Mrj...I hope you get the help you need...you will so much happier that you did! I am really proud of you for your taper....but all the feelings your feeling now is exactly why I could never taper...those feelings drive you right back to the drugs.

You can do it....flush those devils!! You are seeing your doctor maybe he/she can offer you something to "ease" the pain of w/d..who knows maybe your a good candidate for sub? Wouldn't hurt to discuss it...it helps you stop all the behaviours so you can focus on recovery1

Anyway..your doing fantastic!
mrjer...

jump right off those dang pills. just flush em. (i flushed pills on day three of my cold turkey experience and it was the MOST empowering thing i have done in a very long time). i was amazed at how defiant i was when i flushed those pills...like a rebellious child not listening to a parent. it seriously made me realize how bad this addiction is...because it was SOOOO difficult to do, but so amazingly helpful to me.

you have to pay for the self indulgence of addiction. nothing in life is free, everything we experience is a trade. i traded my habit for my clarity...kind of a no brainer, huh?
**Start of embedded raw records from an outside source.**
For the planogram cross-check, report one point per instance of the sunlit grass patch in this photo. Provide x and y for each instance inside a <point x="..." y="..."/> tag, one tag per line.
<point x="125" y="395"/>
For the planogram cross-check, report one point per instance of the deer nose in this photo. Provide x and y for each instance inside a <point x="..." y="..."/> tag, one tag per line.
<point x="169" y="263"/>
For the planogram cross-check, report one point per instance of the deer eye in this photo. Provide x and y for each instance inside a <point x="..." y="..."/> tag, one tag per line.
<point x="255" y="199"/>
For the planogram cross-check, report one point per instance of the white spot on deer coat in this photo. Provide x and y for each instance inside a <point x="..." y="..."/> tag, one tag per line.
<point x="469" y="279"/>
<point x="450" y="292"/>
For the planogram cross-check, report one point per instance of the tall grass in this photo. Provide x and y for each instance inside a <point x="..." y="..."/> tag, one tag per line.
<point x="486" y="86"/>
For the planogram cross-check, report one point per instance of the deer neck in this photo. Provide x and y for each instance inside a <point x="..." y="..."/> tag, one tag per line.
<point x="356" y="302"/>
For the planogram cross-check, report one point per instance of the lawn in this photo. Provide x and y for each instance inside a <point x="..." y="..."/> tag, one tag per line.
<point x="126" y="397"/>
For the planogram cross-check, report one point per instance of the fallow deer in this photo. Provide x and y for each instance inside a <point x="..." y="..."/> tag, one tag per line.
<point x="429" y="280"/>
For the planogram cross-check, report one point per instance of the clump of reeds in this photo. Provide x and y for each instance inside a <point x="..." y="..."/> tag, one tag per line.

quitting isn't easy, and staying clean is even more difficult. but to quit taking pills, you have to QUIT taking them. this addiction will never get better, it will only get worse...you have to decide if you have hit your bottom...or do you need for things to get a little more out of control...a little more scary and dangerous. this is a question only you can answer. i hope you have found your bottom...but each person's is different.

my heart and my mind have opened exponentitally since i quit taking those damn pills. i no longer have to chase them down, lie to get them, or risk my health to get them. i don't have to worry about how much money i am spending on illicit drugs...and i NEVER have to count and recount pills 100 times a day because i keep forgetting how many i can take today...

there are so many bad things associated with my pill use that i will never have to experience again if i just stay clean. the withdrawals were a good way to stay clean in the beginning...i NEVER want to go through that again either, but as time has gone on...it isn't fear of withdrawal that is keeping me from using, it is the way i feel on the inside that is keeping me clean. i can look at myself in the mirror...there is a twinkle in my eyes...there are no dark circles under my eyes. i rest when i am tired instead of popping another friggin pill. i feel tired because i have worked hard physically...i earned the rest (that feels incredibly nice). i am not angry at a moment's notice. i do not constantly have negative inner dialogue zipping through my brain. i am dreaming again. i understand the nature of inspiration again. i can hear subtle things, like the train in the distance or the birds in the morning...(this is because i am much more still now...and am more aware of my surroundings), i am grateful for many things...but mainly i am grateful that i understand what being grateful feels like again. i can now reach out to other addicts in trouble...or celebrate victories with other addicts who are winning the war. i do not ever have to go into weird situations to cop pills again. i can say, "no thank you" and quietly walk away, i can live with myself, i can forgive myself, and i can expect of myself.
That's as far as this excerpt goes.